Parents need not be around to provide inspiration to children working on homework because all school assignments now become positive self-directed experiences when they’re done with the aid of an Intel computer chip. A 1996 Intel commercial portrays an elementary-aged girl researching a book report on jazz via the Internet. She "interacts" so completely with the audio and video files supported by the computer chip that she is transported into the glowing circuitry of the chip, while expertly playing a jazz riff on the saxophone. The young girl has fun, and absent parents can conclude that her Intel-enhanced imagination will help her get a better grade on the paper. The reality behind these images is that most kids — and adults — don’t have scholastic inclinations without being prodded into them, and would often rather play video games than research historical questions.

The Internet works as a babysitter for innocent youth, but for curious teenagers with rising hormone levels, the Net can also serve as electronic monitor and chaperone. With two slick advertisements, AT&T WorldNet Service suggests ways to forever alter teenage dating and flirting. In a 1997 commercial, a girl exits a car and says goodnight to her date as her wary father steals a glance from a second-floor window. Inside, the girl says goodnight to her father and goes to her room. From the isolation of her bedroom, the date resumes past reasonable hours, compliments of AT&T WorldNet Service. To the tune of Patsy Cline’s 1957 hit "Walkin’ After Midnight," the creative and interactive capacities of the two high school sweethearts is unleashed, as they use advanced multimedia software, computers, cameras, and scanners to cut and paste digital love messages and send them back and forth from their home computers. In the awkward times of teen dating, AT&T makes everyone happy: Dad gets his daughter at home in time, and his daughter can carry on suggestive communication on an account more visual and (presumably) more private than the family phone.

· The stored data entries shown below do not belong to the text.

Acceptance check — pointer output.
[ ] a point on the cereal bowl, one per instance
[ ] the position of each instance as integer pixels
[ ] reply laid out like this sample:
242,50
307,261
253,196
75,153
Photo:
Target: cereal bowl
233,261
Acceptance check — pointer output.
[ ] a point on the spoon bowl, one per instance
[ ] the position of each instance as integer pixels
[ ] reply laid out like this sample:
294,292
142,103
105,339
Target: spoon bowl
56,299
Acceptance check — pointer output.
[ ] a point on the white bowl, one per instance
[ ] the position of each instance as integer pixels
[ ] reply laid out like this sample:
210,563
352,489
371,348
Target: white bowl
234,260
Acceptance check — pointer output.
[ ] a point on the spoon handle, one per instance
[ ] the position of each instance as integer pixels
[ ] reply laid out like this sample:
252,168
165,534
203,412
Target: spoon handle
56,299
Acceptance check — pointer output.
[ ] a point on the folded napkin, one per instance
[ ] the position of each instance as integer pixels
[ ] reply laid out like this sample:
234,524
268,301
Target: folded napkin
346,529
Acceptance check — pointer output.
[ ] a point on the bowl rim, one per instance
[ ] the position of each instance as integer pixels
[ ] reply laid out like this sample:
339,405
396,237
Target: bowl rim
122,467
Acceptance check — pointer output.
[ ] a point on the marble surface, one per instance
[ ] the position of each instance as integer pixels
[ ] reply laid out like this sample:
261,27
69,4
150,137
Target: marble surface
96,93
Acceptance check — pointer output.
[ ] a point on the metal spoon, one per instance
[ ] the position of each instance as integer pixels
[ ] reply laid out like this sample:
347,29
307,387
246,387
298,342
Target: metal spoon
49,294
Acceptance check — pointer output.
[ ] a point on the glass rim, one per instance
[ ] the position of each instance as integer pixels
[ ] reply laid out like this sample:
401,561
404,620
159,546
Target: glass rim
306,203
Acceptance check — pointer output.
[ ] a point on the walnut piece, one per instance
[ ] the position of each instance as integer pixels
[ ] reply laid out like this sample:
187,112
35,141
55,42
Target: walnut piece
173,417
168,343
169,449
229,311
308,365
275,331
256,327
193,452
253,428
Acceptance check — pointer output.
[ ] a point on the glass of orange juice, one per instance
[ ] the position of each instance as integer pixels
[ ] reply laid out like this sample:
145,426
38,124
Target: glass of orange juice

In a similar ad, which debuted during the January 1998 Super Bowl, gossip about a teenage girl with a crush is transmitted to seemingly everyone with the help of AT&T. Angela, the girl, entrusts her school friends with knowledge of her fondness for Bobby Templeton. Soon, the whole school, and then the whole world is abuzz with the news. The gossip doesn’t travel through secret paper notes or whispered conversations, but through computer labs, a boy at home with a computer, laser-printed love signs, cell phones, pagers, and satellites. When Angela gets home, her mother says "Hey Ange, that Bobby Templeton’s pretty cute." The girl replies "You know too?!", and then finds the real Bobby in the next room. The ad ends with a voice over: "Spread the word on the world’s most powerful network."

Both commercials have the effect of empowering teens with a secret communication medium and providing parent control or knowledge of children’s activities. But in this case, the world’s most powerful network serves only to provide communication avoidance or surveillance between parents and children.